TSCA: Toxic Substances Control Act - Enforced by the EPA (Environmental Protection Agency) - Allows EPA the authority to require data devleopment including chemicals testing for and in behalf of gathering greater knowledge of those chemicals with the purpose of a better understanding of health and environmental issues.

TSCA Chemical Substance Inventory: Toxic Substances Control Act Chemical Substance Inventory - An inventory of all chemicals processed or manufactured in the U.S. The authority for this collection of data originates in the TSCA (section 8b).

Traceability: FDA 21 CFR Part 820 Subpart F--Identification and Traceability Sec. 820.60 Identification.
Each manufacturer shall establish and maintain procedures for identifying product during all stages of receipt, production, distribution, and installation to prevent mixups.
Sec. 820.65 Traceability.
Each manufacturer of a device that is intended for surgical implant into the body or to support or sustain life and whose failure to perform when properly used in accordance with instructions for use provided in the labeling can be reasonably expected to result in a significant injury to the user shall establish and maintain procedures for identifying with a control number each unit, lot, or batch of finished devices and where appropriate components.

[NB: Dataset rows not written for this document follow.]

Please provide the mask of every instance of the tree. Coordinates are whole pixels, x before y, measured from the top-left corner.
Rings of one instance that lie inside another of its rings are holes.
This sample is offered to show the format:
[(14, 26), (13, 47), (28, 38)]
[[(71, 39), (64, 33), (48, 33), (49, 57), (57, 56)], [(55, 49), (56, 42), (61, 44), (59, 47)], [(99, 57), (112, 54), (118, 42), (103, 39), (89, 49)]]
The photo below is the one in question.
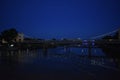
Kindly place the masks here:
[(17, 35), (18, 35), (18, 32), (14, 28), (4, 30), (1, 32), (2, 39), (7, 41), (8, 43), (13, 42), (13, 40), (17, 37)]

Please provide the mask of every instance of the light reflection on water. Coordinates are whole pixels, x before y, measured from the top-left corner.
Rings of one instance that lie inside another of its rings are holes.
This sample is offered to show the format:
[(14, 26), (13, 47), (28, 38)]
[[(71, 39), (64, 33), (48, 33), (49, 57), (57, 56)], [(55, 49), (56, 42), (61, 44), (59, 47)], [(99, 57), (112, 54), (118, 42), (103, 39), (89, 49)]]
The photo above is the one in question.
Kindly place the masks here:
[[(46, 50), (26, 49), (17, 51), (0, 51), (0, 74), (7, 72), (14, 75), (25, 73), (28, 77), (28, 74), (32, 73), (37, 75), (45, 74), (46, 76), (48, 73), (57, 74), (59, 72), (62, 74), (70, 73), (72, 76), (73, 74), (74, 76), (81, 75), (83, 80), (86, 78), (86, 75), (94, 75), (94, 78), (96, 78), (95, 80), (109, 80), (109, 75), (114, 73), (116, 77), (116, 75), (120, 73), (119, 69), (116, 68), (114, 59), (106, 57), (100, 48), (92, 49), (91, 53), (91, 57), (89, 57), (87, 48), (65, 49), (64, 47)], [(103, 77), (108, 79), (104, 79)]]
[[(109, 65), (115, 67), (114, 60), (107, 58), (100, 48), (91, 50), (91, 55), (94, 57), (88, 58), (87, 48), (69, 48), (65, 50), (63, 47), (47, 49), (44, 52), (43, 49), (36, 50), (18, 50), (18, 51), (1, 51), (0, 57), (2, 58), (16, 58), (20, 63), (36, 63), (36, 61), (42, 59), (61, 60), (71, 62), (81, 62), (91, 65)], [(3, 55), (4, 54), (4, 55)], [(3, 56), (2, 56), (3, 55)], [(65, 59), (65, 60), (64, 60)]]

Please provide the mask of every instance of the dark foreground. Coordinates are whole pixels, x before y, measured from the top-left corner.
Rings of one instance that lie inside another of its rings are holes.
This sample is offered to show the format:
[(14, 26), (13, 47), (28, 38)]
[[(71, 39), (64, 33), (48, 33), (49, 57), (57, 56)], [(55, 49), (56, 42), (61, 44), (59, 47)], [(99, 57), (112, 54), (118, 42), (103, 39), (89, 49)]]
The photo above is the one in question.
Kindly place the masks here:
[(112, 58), (57, 50), (0, 51), (0, 55), (0, 80), (120, 80)]

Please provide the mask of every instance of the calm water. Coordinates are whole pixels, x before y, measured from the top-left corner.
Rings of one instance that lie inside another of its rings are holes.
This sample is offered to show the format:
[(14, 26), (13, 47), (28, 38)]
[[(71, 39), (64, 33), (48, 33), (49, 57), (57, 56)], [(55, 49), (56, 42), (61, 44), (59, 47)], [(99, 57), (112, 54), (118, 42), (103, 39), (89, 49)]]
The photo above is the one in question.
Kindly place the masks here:
[[(118, 59), (100, 48), (0, 51), (0, 80), (120, 80)], [(116, 62), (118, 61), (118, 62)]]

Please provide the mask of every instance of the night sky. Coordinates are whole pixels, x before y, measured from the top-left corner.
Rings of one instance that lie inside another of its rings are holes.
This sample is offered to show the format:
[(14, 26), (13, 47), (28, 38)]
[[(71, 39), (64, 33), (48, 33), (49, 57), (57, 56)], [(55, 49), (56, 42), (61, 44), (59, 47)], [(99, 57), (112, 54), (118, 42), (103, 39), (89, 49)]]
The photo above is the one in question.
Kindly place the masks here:
[(87, 39), (120, 27), (120, 0), (0, 0), (0, 31)]

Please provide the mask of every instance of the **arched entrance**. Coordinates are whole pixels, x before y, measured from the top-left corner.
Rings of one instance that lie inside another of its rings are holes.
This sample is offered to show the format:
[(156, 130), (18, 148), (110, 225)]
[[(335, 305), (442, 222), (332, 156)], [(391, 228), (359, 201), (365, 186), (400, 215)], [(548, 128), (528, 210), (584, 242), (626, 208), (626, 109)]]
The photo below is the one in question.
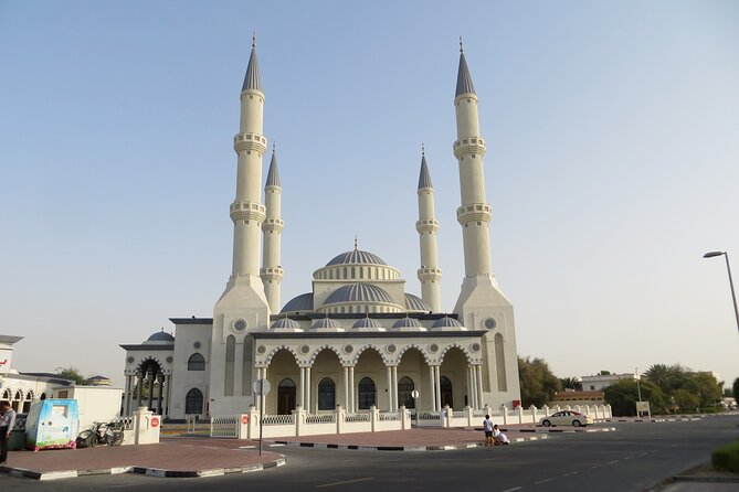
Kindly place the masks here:
[(415, 408), (415, 399), (413, 399), (412, 393), (415, 389), (415, 384), (413, 379), (408, 376), (402, 377), (398, 382), (398, 405), (404, 405), (405, 408)]
[(200, 415), (203, 413), (203, 394), (192, 388), (184, 397), (184, 415)]
[(370, 377), (362, 377), (359, 382), (359, 409), (369, 410), (372, 405), (377, 406), (377, 388)]
[(277, 414), (289, 415), (295, 409), (295, 382), (285, 377), (277, 387)]
[(324, 377), (318, 383), (318, 409), (332, 410), (336, 408), (336, 384), (330, 377)]
[(440, 379), (441, 395), (442, 395), (442, 408), (446, 405), (450, 408), (454, 408), (454, 391), (452, 388), (452, 382), (448, 377), (442, 376)]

The procedures shall facilitate corrective action. Such identification shall be documented in the DHR.

VC: Validation Committee

White Paper: A white paper is an authoritative report; a government report outlining policy; or a document for the purpose of educating industry customers or collecting leads for a company. White papers are used to help people make decisions.

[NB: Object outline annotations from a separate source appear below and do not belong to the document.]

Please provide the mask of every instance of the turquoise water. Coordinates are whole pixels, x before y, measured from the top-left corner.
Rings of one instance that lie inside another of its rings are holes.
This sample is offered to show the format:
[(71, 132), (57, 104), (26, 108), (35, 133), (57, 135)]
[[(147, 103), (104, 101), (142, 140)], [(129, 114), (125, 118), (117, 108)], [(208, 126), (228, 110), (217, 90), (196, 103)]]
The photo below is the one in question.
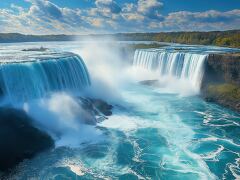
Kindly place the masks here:
[(197, 96), (139, 84), (126, 89), (124, 102), (97, 126), (104, 138), (43, 153), (22, 163), (12, 178), (239, 178), (239, 114)]
[[(40, 45), (25, 43), (22, 46)], [(10, 51), (10, 54), (15, 52), (14, 48), (22, 48), (18, 44), (5, 46), (2, 51)], [(117, 56), (117, 51), (111, 45), (84, 47), (68, 42), (46, 43), (46, 47), (53, 46), (57, 50), (75, 52), (83, 57), (94, 93), (99, 93), (104, 100), (113, 98), (113, 95), (121, 98), (113, 100), (113, 115), (96, 127), (77, 123), (81, 118), (76, 118), (81, 107), (68, 94), (42, 99), (43, 102), (40, 99), (40, 105), (36, 102), (24, 104), (23, 109), (38, 123), (41, 122), (47, 132), (59, 130), (63, 137), (55, 139), (55, 149), (25, 160), (6, 178), (240, 178), (239, 114), (207, 103), (196, 95), (183, 97), (174, 94), (192, 94), (186, 92), (191, 90), (191, 86), (183, 84), (184, 81), (167, 78), (160, 83), (167, 85), (165, 90), (133, 83), (136, 81), (131, 77), (132, 73), (127, 71), (128, 67), (115, 62), (122, 62), (123, 59)], [(171, 50), (171, 46), (169, 48)], [(186, 48), (194, 52), (203, 49), (210, 52), (231, 50), (205, 46)], [(149, 78), (152, 75), (148, 77), (141, 73), (143, 71), (137, 71), (136, 75), (143, 76), (143, 80), (152, 79)], [(155, 74), (153, 77), (156, 78)], [(104, 83), (100, 84), (97, 81), (99, 79)], [(200, 78), (192, 79), (201, 83)], [(53, 118), (55, 115), (57, 119)]]

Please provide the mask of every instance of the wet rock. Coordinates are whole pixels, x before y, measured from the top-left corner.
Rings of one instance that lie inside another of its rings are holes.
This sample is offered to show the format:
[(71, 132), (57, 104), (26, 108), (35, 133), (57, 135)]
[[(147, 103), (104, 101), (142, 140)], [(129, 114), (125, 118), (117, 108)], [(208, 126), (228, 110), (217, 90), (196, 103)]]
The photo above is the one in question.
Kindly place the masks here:
[(0, 171), (53, 146), (52, 138), (35, 128), (24, 111), (0, 108)]
[(240, 112), (240, 54), (210, 54), (202, 80), (201, 96)]

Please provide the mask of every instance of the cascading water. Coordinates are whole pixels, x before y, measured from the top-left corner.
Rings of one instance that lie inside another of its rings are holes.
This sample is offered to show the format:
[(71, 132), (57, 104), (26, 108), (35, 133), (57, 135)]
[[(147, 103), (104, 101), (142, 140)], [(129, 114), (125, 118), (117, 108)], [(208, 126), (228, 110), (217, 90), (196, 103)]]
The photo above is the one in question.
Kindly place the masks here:
[(133, 66), (156, 72), (159, 79), (174, 77), (188, 81), (196, 91), (199, 91), (207, 56), (196, 52), (136, 50)]
[(2, 97), (11, 102), (42, 98), (51, 92), (77, 93), (90, 85), (83, 60), (69, 53), (30, 61), (4, 62), (0, 65)]

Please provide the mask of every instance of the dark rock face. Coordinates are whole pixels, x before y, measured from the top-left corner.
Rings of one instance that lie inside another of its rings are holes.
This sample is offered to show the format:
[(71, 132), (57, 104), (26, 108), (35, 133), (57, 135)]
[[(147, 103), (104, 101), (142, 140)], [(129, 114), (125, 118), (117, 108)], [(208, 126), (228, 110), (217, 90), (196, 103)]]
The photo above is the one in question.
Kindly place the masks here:
[(210, 54), (205, 75), (210, 82), (240, 85), (240, 54)]
[(35, 128), (21, 110), (0, 109), (0, 171), (54, 146), (50, 136)]
[(240, 54), (210, 54), (201, 87), (202, 97), (240, 112)]

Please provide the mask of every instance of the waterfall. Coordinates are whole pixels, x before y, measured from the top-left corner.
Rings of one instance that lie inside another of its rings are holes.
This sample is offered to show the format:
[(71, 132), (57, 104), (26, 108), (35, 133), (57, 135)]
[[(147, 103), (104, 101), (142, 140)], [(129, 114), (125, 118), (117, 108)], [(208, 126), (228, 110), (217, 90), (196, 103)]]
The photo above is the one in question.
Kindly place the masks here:
[(174, 77), (188, 81), (196, 91), (200, 90), (207, 54), (166, 50), (136, 50), (134, 67), (156, 72), (158, 78)]
[(79, 93), (89, 85), (87, 68), (75, 54), (0, 64), (0, 93), (11, 102), (24, 102), (58, 91)]

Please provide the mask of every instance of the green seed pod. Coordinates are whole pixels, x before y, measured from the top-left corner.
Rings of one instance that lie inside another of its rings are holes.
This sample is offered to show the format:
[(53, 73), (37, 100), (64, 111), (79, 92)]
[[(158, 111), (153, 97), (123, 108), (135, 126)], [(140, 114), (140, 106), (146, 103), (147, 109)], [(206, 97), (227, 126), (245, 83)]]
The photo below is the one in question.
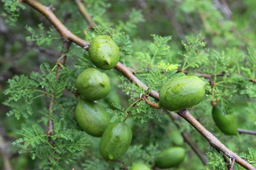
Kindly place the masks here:
[(110, 123), (108, 113), (98, 103), (79, 97), (78, 99), (75, 112), (78, 124), (89, 135), (101, 137)]
[(196, 76), (174, 78), (161, 87), (158, 105), (175, 112), (190, 108), (203, 100), (208, 84)]
[(212, 111), (213, 118), (221, 132), (227, 135), (238, 135), (237, 125), (233, 113), (225, 114), (218, 106), (213, 106)]
[(164, 150), (156, 160), (156, 167), (170, 168), (180, 164), (185, 158), (186, 151), (182, 147), (173, 147)]
[(101, 99), (110, 91), (108, 76), (94, 68), (85, 69), (78, 76), (76, 86), (82, 97), (89, 100)]
[(106, 35), (93, 38), (89, 45), (88, 52), (91, 62), (102, 70), (112, 69), (119, 61), (118, 46)]
[(183, 138), (178, 131), (171, 131), (169, 134), (169, 137), (171, 139), (174, 145), (181, 146), (184, 144)]
[(130, 128), (124, 122), (111, 124), (100, 140), (100, 154), (106, 160), (114, 161), (126, 153), (131, 142)]
[(150, 170), (150, 169), (143, 164), (136, 163), (132, 165), (129, 170)]

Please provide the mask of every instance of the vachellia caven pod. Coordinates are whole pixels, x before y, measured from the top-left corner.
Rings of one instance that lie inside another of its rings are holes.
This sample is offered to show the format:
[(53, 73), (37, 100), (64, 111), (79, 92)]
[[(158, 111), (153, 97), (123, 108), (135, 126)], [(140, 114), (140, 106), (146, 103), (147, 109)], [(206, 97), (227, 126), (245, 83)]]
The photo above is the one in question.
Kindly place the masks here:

WHO: World Health Organization

Work Instructions:
A set of step-by-step instructions distributed to shop-floor workstations and production assembly lines that describes the operations and rules needed to assemble parts.
WIs are generally presented as a multilevel, hierarchical/structured list where each level can include text, technical drawings, and assembly
The complexity of the WI is determined by several factors: number of products and people involved, plants, range, parts,
processes, and manufacturing operations.
The efficiency of WI systems and processes has a direct and significant impact on enterprise business

VAERS: The Vaccine Adverse Event Reporting System is for reporting adverse events or side effects related to the administration of a vaccine.

Warning Letter: An enforcement letter written by a senior-level FDA official to top management of a manufacturer to point out violations that need prompt correction. The letter contains a formal warning that unless corrective action is taken, the FDA is prepared to impose legal and/or administrative sanctions (i.e., seizure, prosecution, injunction, civil penalties).